After additional training at the University of Miami, Dr. Garvy moved to the Trudeau Institute in upstate New York where she began studiesin a new area of pulmonary immunology. In 1998 Dr. Garvy became an Assistant Professor at the University of Kentucky in the Department of Internal Medicine and Infectious Disease. Due to the procurement of several NIH grants, she was given tenure in 2004 and provided an Endowed Professorship in Infectious Disease. At that time she also joined the Department of Microbiology, Immunology and Molecular Genetics. She advanced becoming a Professor in 2011 and is currently interim Chair of that department. Dr. Garvy currently has 3 grants, two of which are funded by the NIH, and 50+ publications and book chapters.

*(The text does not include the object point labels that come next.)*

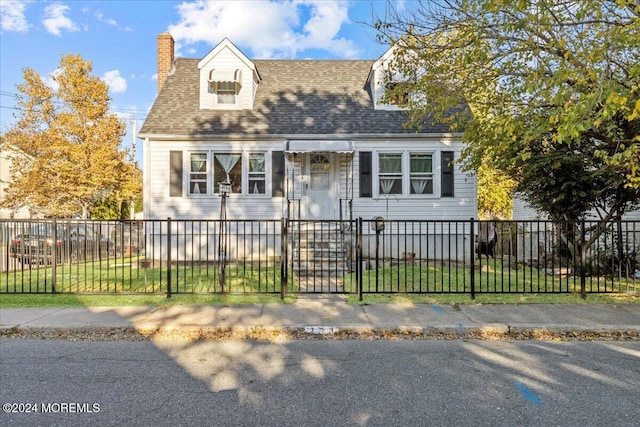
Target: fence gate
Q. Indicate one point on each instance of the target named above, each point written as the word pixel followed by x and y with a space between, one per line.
pixel 320 254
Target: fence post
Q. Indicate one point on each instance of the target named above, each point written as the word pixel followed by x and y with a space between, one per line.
pixel 359 259
pixel 583 274
pixel 472 248
pixel 169 257
pixel 54 255
pixel 284 257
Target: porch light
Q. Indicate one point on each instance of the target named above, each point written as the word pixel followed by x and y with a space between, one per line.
pixel 224 189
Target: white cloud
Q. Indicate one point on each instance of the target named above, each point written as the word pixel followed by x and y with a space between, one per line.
pixel 55 20
pixel 109 21
pixel 269 29
pixel 115 81
pixel 12 16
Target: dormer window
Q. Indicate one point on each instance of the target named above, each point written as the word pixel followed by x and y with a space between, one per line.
pixel 399 94
pixel 225 84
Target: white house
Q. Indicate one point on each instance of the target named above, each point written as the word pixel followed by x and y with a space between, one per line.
pixel 297 139
pixel 304 139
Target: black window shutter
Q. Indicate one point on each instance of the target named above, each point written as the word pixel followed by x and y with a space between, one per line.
pixel 277 175
pixel 446 163
pixel 175 174
pixel 366 178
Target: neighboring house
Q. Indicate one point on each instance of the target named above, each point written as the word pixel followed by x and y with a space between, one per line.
pixel 304 139
pixel 538 238
pixel 522 211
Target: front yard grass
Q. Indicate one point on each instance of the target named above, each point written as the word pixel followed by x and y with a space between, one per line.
pixel 129 281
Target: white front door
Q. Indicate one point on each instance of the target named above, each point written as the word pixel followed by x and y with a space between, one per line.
pixel 320 186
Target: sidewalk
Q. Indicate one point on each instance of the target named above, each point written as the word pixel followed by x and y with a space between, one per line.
pixel 327 314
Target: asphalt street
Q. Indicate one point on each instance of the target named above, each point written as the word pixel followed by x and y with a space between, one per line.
pixel 319 383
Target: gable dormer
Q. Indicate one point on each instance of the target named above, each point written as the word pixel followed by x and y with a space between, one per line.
pixel 382 79
pixel 228 79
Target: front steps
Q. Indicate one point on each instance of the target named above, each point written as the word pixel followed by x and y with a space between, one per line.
pixel 320 248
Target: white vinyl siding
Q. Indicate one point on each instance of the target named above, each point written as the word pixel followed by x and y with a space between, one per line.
pixel 248 205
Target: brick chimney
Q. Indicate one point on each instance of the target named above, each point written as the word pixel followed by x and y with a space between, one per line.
pixel 165 57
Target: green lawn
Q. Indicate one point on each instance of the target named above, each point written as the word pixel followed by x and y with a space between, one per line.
pixel 124 281
pixel 130 275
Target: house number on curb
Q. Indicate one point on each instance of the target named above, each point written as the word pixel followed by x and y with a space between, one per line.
pixel 320 330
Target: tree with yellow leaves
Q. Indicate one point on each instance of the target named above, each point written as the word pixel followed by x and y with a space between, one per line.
pixel 69 144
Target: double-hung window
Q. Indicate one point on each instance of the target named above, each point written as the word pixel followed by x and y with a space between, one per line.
pixel 421 173
pixel 406 173
pixel 247 172
pixel 390 173
pixel 198 172
pixel 228 167
pixel 226 92
pixel 257 173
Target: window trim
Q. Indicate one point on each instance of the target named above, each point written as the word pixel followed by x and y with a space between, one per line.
pixel 210 172
pixel 206 173
pixel 406 174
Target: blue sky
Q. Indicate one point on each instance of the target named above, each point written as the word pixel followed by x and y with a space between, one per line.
pixel 119 38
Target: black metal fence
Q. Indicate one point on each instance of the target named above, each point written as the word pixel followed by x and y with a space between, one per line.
pixel 298 256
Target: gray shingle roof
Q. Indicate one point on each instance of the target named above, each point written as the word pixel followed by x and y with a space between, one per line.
pixel 311 97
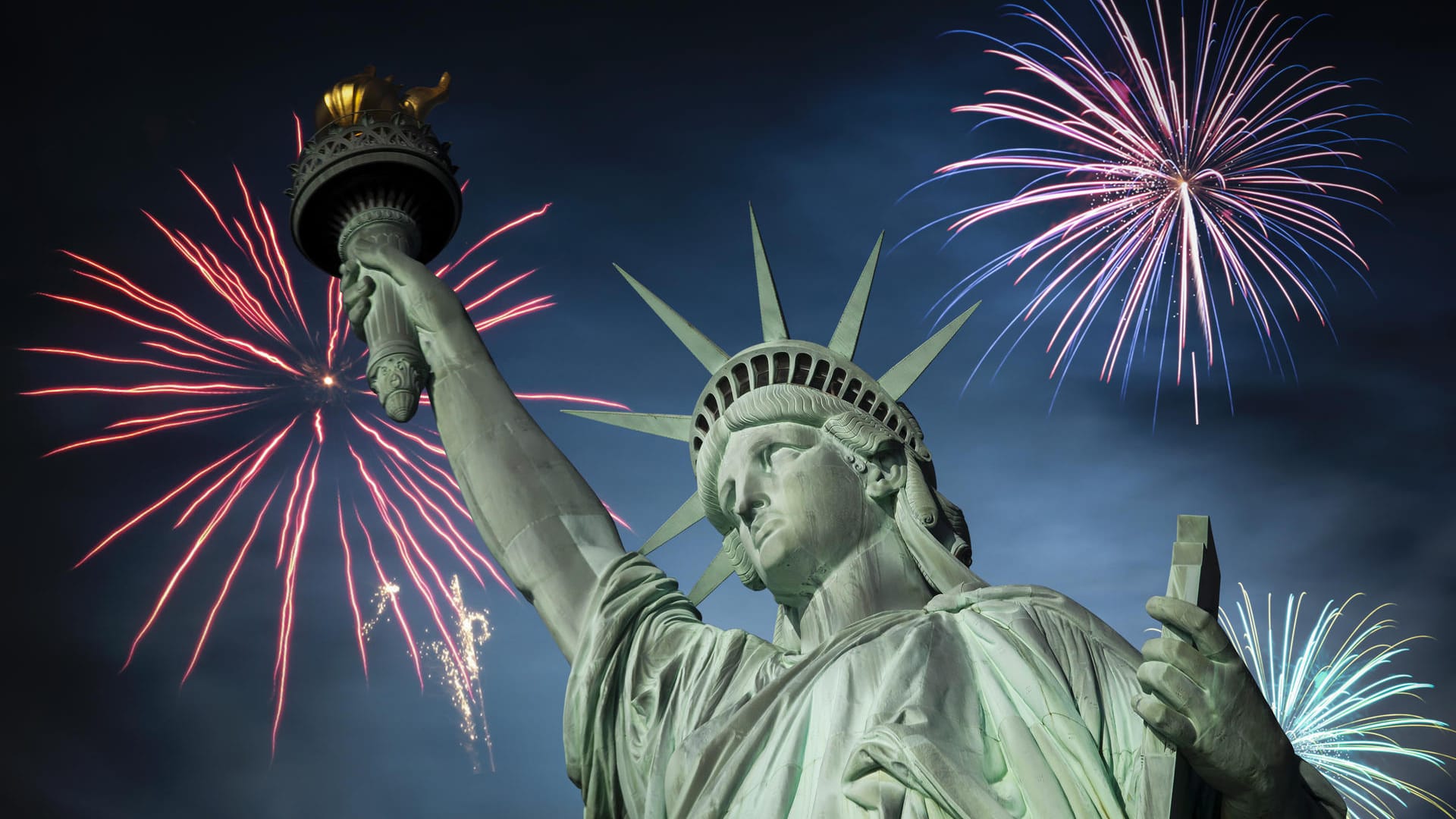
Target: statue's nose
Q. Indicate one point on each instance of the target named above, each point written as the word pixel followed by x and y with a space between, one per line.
pixel 747 506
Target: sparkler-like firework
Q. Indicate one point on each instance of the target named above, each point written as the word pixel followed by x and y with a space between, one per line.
pixel 302 391
pixel 1324 691
pixel 1190 161
pixel 463 678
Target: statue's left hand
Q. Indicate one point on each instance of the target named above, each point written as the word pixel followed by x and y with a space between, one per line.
pixel 1203 698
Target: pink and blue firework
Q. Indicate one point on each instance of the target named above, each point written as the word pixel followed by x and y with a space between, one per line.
pixel 1191 167
pixel 237 343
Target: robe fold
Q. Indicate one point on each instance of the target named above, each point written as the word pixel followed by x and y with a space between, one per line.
pixel 990 703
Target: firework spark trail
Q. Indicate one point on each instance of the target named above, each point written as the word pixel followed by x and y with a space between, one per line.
pixel 460 679
pixel 1323 691
pixel 296 388
pixel 1194 158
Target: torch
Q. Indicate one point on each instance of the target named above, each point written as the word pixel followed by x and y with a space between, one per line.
pixel 375 172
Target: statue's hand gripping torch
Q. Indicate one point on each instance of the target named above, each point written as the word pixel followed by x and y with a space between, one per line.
pixel 375 172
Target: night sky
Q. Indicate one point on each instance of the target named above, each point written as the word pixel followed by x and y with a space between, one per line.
pixel 650 130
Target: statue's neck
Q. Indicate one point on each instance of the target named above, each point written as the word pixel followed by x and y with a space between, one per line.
pixel 880 577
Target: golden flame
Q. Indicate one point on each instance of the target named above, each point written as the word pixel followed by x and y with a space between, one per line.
pixel 350 98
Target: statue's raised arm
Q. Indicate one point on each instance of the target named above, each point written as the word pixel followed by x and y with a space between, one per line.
pixel 536 513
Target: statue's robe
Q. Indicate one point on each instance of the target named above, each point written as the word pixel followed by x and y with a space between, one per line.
pixel 990 703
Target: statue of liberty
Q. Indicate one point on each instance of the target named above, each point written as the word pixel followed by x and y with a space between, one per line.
pixel 897 682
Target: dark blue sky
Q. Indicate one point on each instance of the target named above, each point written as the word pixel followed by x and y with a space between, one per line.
pixel 650 130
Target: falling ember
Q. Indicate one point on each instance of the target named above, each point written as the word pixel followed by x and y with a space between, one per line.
pixel 460 678
pixel 1190 168
pixel 237 344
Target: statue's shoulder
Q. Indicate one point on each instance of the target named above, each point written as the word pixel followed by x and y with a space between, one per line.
pixel 1049 608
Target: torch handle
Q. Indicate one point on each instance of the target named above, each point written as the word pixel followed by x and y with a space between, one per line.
pixel 397 368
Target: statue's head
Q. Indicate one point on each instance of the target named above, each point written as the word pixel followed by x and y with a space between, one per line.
pixel 799 482
pixel 801 457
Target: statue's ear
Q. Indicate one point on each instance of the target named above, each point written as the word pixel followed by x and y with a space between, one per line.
pixel 886 474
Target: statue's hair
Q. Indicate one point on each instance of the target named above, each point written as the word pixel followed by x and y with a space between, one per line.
pixel 859 438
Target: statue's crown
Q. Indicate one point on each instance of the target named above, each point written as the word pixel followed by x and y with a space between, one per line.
pixel 778 360
pixel 350 98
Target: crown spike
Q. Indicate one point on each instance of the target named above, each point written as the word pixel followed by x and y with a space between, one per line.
pixel 717 572
pixel 846 335
pixel 899 378
pixel 676 428
pixel 769 308
pixel 696 343
pixel 686 515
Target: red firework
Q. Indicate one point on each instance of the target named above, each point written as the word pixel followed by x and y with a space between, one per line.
pixel 302 390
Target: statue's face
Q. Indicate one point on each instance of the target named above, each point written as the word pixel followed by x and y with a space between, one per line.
pixel 800 507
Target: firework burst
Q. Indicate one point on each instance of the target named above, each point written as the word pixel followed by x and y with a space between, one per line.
pixel 299 417
pixel 1329 694
pixel 1194 167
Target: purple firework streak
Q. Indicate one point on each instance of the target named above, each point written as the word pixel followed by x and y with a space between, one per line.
pixel 1199 167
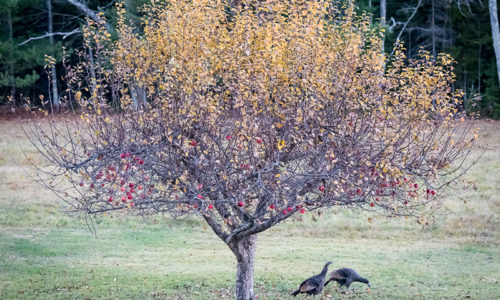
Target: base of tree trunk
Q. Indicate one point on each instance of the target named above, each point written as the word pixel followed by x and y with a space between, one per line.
pixel 244 251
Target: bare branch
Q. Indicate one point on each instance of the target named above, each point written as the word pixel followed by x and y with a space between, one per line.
pixel 64 35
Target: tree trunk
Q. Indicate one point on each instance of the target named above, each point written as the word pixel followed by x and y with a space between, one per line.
pixel 433 30
pixel 12 76
pixel 244 250
pixel 383 17
pixel 495 32
pixel 53 74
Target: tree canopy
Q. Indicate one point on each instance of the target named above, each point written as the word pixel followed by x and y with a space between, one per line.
pixel 249 115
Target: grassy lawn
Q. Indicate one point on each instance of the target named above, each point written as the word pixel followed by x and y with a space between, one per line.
pixel 47 254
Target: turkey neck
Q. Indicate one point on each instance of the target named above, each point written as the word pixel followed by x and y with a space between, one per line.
pixel 325 269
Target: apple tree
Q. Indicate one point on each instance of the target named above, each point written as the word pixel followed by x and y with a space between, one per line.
pixel 249 118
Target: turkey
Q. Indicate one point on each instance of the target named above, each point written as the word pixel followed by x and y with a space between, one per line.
pixel 346 276
pixel 313 285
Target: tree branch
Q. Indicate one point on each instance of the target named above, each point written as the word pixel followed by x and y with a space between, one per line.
pixel 64 34
pixel 404 26
pixel 90 13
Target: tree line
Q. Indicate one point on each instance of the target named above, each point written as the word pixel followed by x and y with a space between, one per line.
pixel 39 33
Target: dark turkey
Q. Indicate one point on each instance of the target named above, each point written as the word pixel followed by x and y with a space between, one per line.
pixel 346 276
pixel 313 285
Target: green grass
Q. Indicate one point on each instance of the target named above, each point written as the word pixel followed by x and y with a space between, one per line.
pixel 46 254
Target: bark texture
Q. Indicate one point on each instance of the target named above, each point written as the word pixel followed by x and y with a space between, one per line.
pixel 244 250
pixel 53 72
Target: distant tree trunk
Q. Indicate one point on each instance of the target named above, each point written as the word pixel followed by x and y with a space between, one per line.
pixel 495 32
pixel 11 57
pixel 244 250
pixel 383 17
pixel 53 74
pixel 433 21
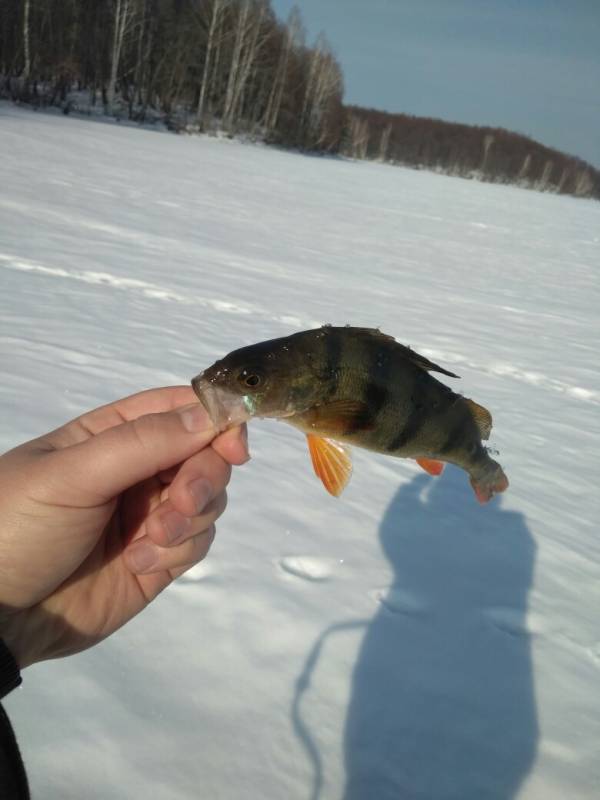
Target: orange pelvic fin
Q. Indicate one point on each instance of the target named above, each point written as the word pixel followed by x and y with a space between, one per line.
pixel 430 465
pixel 331 462
pixel 486 489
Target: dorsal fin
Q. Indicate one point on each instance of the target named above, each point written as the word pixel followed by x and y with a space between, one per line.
pixel 407 352
pixel 482 417
pixel 422 362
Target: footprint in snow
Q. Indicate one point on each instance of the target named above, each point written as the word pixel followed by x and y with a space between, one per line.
pixel 399 601
pixel 307 567
pixel 515 621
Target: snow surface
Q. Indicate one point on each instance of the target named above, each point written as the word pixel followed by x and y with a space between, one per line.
pixel 401 642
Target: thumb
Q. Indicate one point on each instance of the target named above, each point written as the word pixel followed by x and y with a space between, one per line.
pixel 110 462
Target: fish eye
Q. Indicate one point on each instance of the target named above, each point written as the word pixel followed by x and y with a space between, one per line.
pixel 250 378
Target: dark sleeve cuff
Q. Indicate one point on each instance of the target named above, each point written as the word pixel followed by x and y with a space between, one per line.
pixel 10 676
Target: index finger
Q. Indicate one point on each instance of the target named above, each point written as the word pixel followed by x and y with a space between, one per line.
pixel 150 401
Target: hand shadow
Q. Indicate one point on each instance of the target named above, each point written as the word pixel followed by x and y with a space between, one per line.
pixel 442 704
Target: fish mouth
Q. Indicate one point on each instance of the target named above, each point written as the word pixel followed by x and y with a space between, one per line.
pixel 224 408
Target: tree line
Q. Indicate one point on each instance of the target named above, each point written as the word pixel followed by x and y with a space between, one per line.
pixel 198 64
pixel 231 65
pixel 489 154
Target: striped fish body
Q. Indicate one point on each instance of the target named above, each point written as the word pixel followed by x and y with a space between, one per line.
pixel 357 386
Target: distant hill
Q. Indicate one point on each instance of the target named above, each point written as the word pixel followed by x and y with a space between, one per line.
pixel 488 154
pixel 232 66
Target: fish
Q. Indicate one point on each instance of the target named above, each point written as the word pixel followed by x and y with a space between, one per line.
pixel 350 386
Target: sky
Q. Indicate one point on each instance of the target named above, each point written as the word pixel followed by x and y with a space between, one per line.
pixel 531 66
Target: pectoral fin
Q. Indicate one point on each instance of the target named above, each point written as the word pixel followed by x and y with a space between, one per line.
pixel 331 462
pixel 339 417
pixel 482 417
pixel 430 465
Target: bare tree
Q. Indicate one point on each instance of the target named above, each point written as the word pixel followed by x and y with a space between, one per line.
pixel 384 143
pixel 123 17
pixel 323 88
pixel 293 37
pixel 26 45
pixel 216 12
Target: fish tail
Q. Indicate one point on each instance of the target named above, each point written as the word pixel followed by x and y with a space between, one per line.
pixel 489 481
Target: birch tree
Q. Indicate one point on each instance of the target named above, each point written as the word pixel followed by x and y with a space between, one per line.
pixel 323 88
pixel 26 43
pixel 216 13
pixel 293 37
pixel 123 17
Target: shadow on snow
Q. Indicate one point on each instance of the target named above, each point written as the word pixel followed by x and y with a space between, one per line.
pixel 442 702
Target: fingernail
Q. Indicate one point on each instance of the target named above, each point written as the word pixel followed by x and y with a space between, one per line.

Dr. Garvy’s research focuses on host defense in the lungs. Two projects center on the immune response to the opportunistic fungal pathogen, Pneumocystis which causes an important AIDS-defining illness. She has used murine models of Pneumocystis pneumonia to explore the contribution of B cells to activation, proliferation, and survival of T cells. Additionally, she has been interested in how neonates respond to and clear Pneumocystis. Here she established that the immune response to Pneumocystis is significantly delayed in neonates due to both intrinsic immaturity of immune cells as well as the immunosuppressive environment in post-natally developing lungs.
More currently, Dr. Garvy established a second model of neonatal immunity in her laboratory and is studying the response to influenza virus infection. Unlike adults, neonatal mice develop interstitial pneumonia in response to influenza virus infection. This is due to a different chemokine and cytokine response to influenza virus infection in neonates. Additionally, the response to immunodominant influenzaepitopes is significantly different in neonatal mice. She is currently addressing the mechanisms responsible for these observations.